People commute through smog in New Delhi. Photo: Ramesh Sharma/India Today Group via Getty Images

According to a recent WHO analysis, Indian cities are now the most polluted in the world, accounting for 14 of the 20 cities with the worst air pollution. This is not shocking news: Indian cities, including the capital, New Delhi, make international news for their choking smog every winter.

Why it matters: Air pollution is one of the world's leading causes of death. Fine particulate air pollution (PM2.5) is linked with a wide range of health issues, especially heart and lung disease but also diabetes, hyperactivity and autism. Per Lancet, these health issues are on the rise in rapidly developing middle- and low-income countries, with the largest increases occurring in India and Bangladesh.

The Delhi government has put in place a number of short-term policy measures — including restricting driving to alternate days based on license plate numbers — to reduce traffic emissions when other factors such as low winds, garbage burning for heat and stubble burning on farms north of the city become a problem. Even though these measures reduce daily concentration, they have not had a lasting impact. And Delhi is just the tip of the iceberg: Smaller towns and cities such as Kanpur are even worse off.

What's next: Based on the available data, Indian scientists and policy advisors have made a number of recommendations, many of which have gone unheeded since the 1990s.
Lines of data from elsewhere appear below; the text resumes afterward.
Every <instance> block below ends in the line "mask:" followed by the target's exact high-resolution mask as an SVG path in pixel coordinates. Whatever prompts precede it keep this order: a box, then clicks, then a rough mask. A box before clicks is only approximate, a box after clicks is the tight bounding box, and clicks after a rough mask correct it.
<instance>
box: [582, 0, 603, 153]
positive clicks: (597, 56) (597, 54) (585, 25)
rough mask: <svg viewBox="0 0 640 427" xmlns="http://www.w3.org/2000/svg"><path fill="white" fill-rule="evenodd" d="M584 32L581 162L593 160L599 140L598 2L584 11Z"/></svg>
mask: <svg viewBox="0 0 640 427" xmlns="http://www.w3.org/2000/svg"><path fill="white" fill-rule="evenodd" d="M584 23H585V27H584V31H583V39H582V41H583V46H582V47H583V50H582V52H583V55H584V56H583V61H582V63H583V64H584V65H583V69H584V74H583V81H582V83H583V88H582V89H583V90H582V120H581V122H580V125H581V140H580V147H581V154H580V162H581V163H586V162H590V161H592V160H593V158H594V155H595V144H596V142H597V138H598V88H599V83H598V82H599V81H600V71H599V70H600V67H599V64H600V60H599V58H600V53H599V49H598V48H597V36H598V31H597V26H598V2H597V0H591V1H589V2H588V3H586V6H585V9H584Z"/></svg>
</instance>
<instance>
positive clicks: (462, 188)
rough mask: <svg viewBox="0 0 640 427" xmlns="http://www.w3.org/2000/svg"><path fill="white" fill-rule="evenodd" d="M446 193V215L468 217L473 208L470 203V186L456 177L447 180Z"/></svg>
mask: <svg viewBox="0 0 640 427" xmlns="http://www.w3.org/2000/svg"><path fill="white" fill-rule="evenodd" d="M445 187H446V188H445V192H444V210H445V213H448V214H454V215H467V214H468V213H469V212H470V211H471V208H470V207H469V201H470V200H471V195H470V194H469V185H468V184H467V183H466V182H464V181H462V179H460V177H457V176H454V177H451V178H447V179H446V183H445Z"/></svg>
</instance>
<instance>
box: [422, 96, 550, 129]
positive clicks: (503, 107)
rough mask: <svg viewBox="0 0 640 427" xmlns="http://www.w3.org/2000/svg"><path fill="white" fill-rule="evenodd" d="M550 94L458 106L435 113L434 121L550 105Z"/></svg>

If rich cities like Delhi can’t manage pollution, the prospect for poorer ones is dim. Perhaps Indian politicians need to take a page out of the Beijing playbook and learn how China's government has managed to dramatically improve air quality through a combination of tough industrial and traffic control measures.

Tanvi Nagpal is acting director of the International Development Program and practitioner in residence at Johns Hopkins SAIS.